Affinity chromatography is a technique to purify the proteins to get the protein alone without the cell lysate. Hence, we performed affinity chromatography to get His Trim21 (L) Doc alone to characterize it before performing a pull-down assay.

       Figure 11. This figure shows the BCA assay results after performing affinity chromatography, The absorbance of 
        E1, E2 is almost the same. So, we expected that the elution buffer would have a problem. The graph shows that the 
        concentration of His Trim21 (L) Doc= 0.144754456 mg/mL

Pull-down assay of His Trim21 (L) Doc against GST Coh (L) WWW and GST Coh TD28Rev

Pull-down assay is a one-step assay that is used to detect protein-protein interaction. We incubated Trim (L) Doc with GST Coh WWW and GST Coh TD28Rev to see the best interaction, we used the BCA assay to characterize the interaction.

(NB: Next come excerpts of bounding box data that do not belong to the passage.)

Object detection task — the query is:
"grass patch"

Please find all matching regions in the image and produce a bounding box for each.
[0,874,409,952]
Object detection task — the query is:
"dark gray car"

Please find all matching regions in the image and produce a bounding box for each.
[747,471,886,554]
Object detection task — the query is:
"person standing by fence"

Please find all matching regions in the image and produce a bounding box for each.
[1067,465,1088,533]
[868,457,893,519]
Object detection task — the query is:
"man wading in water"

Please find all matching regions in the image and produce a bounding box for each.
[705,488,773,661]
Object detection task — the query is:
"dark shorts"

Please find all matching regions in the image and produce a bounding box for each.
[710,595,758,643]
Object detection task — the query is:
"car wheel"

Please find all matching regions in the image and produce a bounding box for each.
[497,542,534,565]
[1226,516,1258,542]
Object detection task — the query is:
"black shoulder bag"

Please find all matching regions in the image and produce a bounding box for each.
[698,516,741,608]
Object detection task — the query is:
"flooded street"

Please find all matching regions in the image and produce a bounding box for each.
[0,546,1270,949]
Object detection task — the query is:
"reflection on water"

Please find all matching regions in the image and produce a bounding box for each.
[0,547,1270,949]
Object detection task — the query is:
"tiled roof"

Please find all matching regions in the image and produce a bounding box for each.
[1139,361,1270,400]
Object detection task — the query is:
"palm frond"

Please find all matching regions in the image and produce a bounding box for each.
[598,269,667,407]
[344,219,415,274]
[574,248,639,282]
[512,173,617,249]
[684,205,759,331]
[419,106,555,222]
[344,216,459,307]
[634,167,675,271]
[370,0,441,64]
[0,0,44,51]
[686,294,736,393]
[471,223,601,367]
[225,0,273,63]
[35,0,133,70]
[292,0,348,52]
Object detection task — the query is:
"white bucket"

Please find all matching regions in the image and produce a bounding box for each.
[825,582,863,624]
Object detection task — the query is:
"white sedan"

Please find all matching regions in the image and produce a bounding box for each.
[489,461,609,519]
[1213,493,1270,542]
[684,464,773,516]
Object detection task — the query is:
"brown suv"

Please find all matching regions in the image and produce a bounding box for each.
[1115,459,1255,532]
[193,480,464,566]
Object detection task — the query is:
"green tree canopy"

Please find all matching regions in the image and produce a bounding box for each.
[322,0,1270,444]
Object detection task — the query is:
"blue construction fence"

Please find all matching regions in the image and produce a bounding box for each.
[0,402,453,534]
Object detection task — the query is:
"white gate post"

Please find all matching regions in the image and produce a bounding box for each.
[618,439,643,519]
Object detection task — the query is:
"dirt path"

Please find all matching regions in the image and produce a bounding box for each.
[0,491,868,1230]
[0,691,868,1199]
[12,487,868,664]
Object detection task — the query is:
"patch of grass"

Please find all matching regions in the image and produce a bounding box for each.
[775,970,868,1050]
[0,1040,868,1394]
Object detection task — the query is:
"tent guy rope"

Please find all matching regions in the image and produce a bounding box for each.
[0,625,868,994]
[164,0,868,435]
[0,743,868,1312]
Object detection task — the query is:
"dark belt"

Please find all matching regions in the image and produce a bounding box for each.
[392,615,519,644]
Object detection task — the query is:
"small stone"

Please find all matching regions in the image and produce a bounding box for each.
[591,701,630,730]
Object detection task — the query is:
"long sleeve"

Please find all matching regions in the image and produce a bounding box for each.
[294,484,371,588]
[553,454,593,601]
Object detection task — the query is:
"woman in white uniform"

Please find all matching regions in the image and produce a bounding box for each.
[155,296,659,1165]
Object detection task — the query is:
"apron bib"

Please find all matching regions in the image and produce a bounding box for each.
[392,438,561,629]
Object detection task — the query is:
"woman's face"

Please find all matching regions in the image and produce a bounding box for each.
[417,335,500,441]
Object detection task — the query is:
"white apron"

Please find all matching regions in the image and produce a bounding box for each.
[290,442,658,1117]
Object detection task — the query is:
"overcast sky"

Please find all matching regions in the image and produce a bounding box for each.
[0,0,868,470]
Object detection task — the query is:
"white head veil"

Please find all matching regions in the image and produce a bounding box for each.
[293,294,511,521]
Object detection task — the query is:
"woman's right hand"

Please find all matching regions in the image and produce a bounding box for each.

     Figure 12. This graph shows the comparison of pull-down assay between His Trim (L) Doc against GST Coh (L) WWW and 
      GST Coh (L) TD28 Rev, showing that the interaction between His Trim21 (L) Doc and GST Coh (L) WWW is better than that 
      of His Trim (L) Doc and GST Coh TD28 Rev as the concentration of the elution coming from the pull-down assay 
      of His Trim21 (L) Doc and GST Coh (L) WWW is more than that of His Trim21 (L) Doc and GST Coh (L) TD28rev.

References

1- Lytle BL, Volkman BF, Westler WM, Heckman MP, Wu JH. Solution structure of a type I dockerin domain, a novel prokaryotic, extracellular calcium-binding domain. J Mol Biol. 2001 Mar 30;307(3):745-53. doi: 10.1006/jmbi.2001.4522. PMID: 11273698.


2- Ronchi, V. P., & Haas, A. L. (2012). Measuring rates of ubiquitin chain formation as a functional readout of ligase activity. In Ubiquitin Family Modifiers and the Proteasome (pp. 197-218). Humana Press.

3- Collins, G. A., & Goldberg, A. L. (2017). The logic of the 26S proteasome. Cell, 169(5), 792-806.